The Daily Advertiser, Wagga, has also had a circulation boost. Its Group Editor, Michael McCormack, has been fortunate enough to get a big boost in editorial staff. He has also gone unashamedly local. He, like his colleague from Lismore, pointed to the odd day when the paper led with a national or international story. Result. Circulation on that day fell. McCormack explained how he had sent his reporters out to cover funerals of people who had died in tragic circumstances. Toddlers hit by trucks, and the like.

The message was clear. In the words of McCluskey, “”Do not compete with the metro dailies, you will get killed.”

Where does this leave The Canberra Times, I mused? There were clearly some lessons here.

Go local. Go tabloid. Is this the answer?

McCormack and his Wagga colleagues, however, see The Canberra Times as the very metro daily they should not attempt to compete with by running national and international stories.

I had to admit to the gathered editorial people at the conference that, unlike their circulation experience, The Canberra Times gets a big lift from things like federal and ACT budgets and elections. And that the circulation on those days eclipses even Raiders’ grand final victories.

The Canberra Times is in exactly the opposite position from Gould in Lismore. The Australian Bureau of Statistics tells us we have the highest employment participation in Australia; the highest education; among the highest incomes; and the youngest population.

In fact, that high employment participation is a difficulty for us. ABS statistics show people in employment are working longer. It means they have less time to read newspapers. We are competing for people’s time as much as their money.

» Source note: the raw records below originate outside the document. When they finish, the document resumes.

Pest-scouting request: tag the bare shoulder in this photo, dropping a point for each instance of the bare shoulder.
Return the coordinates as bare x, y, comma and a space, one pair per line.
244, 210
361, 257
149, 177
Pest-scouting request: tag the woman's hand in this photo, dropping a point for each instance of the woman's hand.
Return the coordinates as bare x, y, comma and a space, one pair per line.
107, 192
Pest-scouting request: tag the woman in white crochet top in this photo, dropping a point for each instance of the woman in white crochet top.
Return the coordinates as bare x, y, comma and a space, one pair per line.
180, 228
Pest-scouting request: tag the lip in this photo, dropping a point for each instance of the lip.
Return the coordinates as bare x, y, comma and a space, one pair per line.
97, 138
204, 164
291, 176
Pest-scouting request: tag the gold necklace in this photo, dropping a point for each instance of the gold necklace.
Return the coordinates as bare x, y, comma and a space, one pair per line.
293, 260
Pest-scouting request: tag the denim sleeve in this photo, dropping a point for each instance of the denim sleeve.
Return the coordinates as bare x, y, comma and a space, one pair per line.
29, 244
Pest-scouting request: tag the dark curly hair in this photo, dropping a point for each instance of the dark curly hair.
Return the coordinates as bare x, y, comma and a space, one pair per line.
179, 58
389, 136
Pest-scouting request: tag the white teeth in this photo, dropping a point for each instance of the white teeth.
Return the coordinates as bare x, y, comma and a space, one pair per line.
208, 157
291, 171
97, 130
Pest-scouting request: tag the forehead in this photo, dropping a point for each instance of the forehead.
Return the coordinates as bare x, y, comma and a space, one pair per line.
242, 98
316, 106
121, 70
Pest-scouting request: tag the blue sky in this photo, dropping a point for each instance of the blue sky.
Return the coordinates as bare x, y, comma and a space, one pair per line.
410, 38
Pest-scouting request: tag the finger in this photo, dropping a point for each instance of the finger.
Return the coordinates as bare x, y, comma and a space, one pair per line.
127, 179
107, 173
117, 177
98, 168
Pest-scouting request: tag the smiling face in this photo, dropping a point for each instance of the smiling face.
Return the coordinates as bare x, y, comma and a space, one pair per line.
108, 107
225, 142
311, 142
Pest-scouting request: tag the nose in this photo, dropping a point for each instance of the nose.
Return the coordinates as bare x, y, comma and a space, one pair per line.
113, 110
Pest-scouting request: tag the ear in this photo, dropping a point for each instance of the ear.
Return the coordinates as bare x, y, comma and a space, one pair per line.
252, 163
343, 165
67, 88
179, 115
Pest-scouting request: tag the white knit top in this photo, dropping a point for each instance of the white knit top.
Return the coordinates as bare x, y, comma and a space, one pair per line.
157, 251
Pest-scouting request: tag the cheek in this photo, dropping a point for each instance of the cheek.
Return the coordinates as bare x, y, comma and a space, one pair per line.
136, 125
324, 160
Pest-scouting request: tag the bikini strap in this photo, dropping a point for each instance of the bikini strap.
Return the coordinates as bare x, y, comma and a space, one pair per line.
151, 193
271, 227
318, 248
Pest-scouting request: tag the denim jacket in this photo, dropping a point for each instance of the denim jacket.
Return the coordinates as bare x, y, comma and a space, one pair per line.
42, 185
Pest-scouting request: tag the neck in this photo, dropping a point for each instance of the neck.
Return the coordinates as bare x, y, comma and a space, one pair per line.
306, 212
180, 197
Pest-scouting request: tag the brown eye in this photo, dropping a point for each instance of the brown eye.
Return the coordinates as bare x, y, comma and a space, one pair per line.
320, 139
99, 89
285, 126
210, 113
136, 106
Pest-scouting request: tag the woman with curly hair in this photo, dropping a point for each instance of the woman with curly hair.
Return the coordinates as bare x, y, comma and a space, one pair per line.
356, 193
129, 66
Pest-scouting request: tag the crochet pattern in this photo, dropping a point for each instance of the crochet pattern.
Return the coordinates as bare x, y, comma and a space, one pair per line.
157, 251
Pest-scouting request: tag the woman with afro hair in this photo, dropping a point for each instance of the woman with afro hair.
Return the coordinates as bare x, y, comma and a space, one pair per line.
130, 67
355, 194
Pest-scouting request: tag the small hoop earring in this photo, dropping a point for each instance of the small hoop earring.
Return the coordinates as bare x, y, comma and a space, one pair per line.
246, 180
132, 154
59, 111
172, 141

Sunday’s paper is an example. Fifteen years ago Sunday was our worst circulation day. Now it eclipses some weekdays. People have time to read.

And yet the Sunday Canberra Times has the toughest competition from interstate. The Sunday Telegraph and Sun-Herald do better in Canberra than their weekday counterparts.

Do we take Sunday tabloid, local and down-market to match them? You would have to be careful about it. The Canberra Times has a 42 per market penetration in Canberra. The Sunday Telegraph has just a tad less penetration in its total NSW market.

The lesson is horses for courses. You cannot be all things to all people, but there is a danger in reaching for one market and losing a better existing market.

I have an open mind on whether the paper should be a tabloid. The Australian Financial Review is a tabloid. It is quality. It does not shout a single beat-up story with large headlines on Page 1.

But I am convinced of the importance of assessing reader requirements and meeting them: whether that is funerals in Wagga, law and order in Lismore or the Prime Ministerial housing arrangements in Canberra.